Vi immaginate? Se qualcuno, oggi, fosse davvero un insegnante di storia con il coraggio di mostrare ai ragazzi che, in tempi non sospetti, una ragazzina dispettosa poteva puntare il professore e, udite udite, riuscire a conquista… sarebbe un colpo al cuore delle moderne noiosissime lezioni sui diritti civili. Insomma, i mutamenti nei costumi erano già in moto, anche se nessuno, ovviamente, aveva il coraggio di ammetterlo apertamente.

Le Storie di Sempre, ma con Smartphone Accesi

Come se non bastasse, le vicende di amore, gelosie e drammi, sorrette nel passato da figure patriarcali come Gianni Morandi, Al Bano e Romina Power, e plasmate sotto l’occhio vigile di Lina Wertmüller, si fanno portavoce di un cinema che vuole andare avanti. Tra restauri di classici e produzioni di nuove serie, la missione è chiara: mantenere viva quell’essenza popolare che oggi, però, sembra sopravvivere a malapena.

Peccato che i giovani d’oggi abbiano la soglia di attenzione di uno scarafaggio, non superando i tristissimi tre minuti. Un esempio? Qualche settimana fa, nel raro miracolo di una sala cinematografica ancora aperta, l’autore di queste note ha assistito alla strana danza della proiezione: pubblico a capienza massima, tutti ammutoliti… tranne che per i telefonini, rigorosamente accesi. Perché vedere il film con il cellulare in mano è il nuovo sport nazionale.

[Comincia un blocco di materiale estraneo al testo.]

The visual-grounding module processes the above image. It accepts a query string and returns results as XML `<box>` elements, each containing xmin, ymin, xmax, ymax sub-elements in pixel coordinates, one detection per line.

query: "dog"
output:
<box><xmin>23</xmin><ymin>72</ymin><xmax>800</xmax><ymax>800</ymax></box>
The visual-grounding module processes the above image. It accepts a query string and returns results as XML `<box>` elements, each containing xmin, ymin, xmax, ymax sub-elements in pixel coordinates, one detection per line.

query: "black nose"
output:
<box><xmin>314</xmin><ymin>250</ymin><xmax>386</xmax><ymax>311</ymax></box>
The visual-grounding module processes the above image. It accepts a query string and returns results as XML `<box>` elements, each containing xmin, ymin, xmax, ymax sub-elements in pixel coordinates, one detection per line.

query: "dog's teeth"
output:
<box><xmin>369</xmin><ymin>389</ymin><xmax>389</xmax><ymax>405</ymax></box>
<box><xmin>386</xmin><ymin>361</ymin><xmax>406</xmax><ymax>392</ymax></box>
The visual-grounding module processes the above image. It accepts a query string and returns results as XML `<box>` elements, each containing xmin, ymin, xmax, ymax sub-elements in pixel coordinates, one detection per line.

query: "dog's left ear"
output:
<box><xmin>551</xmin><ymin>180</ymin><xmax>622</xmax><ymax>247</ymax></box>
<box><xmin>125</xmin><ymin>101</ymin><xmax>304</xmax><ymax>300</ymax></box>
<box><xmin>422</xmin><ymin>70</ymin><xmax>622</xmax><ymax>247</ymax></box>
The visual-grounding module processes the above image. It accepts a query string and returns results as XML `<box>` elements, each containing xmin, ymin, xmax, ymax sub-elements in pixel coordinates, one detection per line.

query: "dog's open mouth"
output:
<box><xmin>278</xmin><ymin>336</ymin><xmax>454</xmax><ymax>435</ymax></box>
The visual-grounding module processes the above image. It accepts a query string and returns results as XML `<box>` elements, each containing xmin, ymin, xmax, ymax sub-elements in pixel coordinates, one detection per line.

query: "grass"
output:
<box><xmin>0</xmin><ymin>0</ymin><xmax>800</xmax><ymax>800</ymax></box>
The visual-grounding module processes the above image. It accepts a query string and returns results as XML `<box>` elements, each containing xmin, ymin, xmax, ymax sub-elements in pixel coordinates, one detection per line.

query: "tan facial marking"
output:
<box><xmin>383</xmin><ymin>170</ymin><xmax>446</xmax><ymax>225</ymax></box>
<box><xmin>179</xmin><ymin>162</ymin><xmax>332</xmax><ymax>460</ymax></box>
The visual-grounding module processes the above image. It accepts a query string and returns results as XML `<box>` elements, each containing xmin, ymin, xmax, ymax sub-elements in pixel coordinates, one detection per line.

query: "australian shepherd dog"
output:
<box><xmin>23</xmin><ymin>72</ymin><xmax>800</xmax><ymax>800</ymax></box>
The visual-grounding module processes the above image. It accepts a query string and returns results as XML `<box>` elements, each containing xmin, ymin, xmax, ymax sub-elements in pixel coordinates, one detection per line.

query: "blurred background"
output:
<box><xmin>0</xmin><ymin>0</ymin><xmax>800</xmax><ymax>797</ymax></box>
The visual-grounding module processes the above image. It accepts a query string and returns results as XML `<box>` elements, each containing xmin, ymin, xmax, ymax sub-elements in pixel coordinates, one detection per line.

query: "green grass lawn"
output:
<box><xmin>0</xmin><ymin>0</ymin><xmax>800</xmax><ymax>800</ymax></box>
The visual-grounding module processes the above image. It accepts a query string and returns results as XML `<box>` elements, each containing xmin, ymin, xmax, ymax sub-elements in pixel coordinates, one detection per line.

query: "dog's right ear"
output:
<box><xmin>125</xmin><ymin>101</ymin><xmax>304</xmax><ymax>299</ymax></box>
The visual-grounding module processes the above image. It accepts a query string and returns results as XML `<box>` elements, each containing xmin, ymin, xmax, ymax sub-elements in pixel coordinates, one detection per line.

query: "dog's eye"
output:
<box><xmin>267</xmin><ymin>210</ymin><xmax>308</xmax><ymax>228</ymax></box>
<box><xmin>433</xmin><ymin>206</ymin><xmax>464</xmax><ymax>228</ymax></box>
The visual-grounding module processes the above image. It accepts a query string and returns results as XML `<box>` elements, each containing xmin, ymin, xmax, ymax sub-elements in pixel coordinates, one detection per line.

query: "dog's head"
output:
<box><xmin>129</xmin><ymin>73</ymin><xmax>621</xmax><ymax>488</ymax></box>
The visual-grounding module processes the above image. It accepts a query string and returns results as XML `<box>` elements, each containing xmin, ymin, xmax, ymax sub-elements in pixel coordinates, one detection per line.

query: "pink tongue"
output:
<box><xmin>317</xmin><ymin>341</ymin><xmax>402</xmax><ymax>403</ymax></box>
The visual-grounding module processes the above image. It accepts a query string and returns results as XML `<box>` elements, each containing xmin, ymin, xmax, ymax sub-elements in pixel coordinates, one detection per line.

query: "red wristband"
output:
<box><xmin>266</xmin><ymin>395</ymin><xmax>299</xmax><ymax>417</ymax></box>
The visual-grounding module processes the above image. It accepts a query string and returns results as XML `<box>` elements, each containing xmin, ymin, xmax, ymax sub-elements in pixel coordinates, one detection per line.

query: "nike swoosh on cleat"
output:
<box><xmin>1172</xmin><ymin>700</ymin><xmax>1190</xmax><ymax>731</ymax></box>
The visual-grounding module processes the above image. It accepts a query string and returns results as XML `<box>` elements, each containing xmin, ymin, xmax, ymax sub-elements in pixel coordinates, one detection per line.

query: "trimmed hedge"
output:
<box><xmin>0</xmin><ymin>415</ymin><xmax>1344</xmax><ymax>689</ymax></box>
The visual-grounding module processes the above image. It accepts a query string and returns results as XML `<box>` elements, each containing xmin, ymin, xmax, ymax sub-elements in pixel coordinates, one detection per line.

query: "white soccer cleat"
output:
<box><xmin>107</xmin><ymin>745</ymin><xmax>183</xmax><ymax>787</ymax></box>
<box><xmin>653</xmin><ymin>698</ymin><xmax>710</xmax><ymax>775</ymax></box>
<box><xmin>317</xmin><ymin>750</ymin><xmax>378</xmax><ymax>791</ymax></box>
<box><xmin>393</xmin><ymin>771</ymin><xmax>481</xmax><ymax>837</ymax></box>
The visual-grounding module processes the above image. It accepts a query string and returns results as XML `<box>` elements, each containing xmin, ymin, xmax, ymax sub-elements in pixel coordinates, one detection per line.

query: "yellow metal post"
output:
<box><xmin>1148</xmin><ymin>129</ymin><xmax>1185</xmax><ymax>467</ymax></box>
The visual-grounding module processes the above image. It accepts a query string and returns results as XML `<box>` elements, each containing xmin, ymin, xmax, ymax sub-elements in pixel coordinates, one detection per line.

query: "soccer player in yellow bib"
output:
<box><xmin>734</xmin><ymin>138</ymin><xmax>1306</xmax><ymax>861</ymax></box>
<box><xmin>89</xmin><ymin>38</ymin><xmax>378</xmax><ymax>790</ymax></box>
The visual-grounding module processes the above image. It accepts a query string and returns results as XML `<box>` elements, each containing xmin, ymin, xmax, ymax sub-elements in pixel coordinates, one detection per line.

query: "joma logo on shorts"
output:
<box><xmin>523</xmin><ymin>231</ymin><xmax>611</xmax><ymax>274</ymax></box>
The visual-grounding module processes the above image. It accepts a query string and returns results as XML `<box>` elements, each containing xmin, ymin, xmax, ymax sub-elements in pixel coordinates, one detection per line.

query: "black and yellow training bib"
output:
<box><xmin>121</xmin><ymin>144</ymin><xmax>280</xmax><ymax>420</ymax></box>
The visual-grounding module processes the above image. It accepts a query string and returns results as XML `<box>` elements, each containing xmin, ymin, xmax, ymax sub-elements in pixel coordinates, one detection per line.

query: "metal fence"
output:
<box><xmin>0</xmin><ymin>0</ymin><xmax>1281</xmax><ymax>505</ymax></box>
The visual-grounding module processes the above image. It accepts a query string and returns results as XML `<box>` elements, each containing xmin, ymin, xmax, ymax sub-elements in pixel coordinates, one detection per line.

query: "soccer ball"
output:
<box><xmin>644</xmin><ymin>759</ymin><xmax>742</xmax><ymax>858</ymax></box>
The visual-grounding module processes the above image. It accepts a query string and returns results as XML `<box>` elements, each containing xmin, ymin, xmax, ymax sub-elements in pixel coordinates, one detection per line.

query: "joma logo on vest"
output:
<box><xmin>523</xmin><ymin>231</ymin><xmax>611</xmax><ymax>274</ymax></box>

Che progresso culturale, vero? Tra restauri gloriosi e distrazioni digitali, sembra proprio che la grande arte del passato rischi di diventare un reperto archeologico per dinosauri nostalgici, mentre la vera rivoluzione è quella del multitasking selvaggio con video e social che incantano più di qualunque regia sofisticata.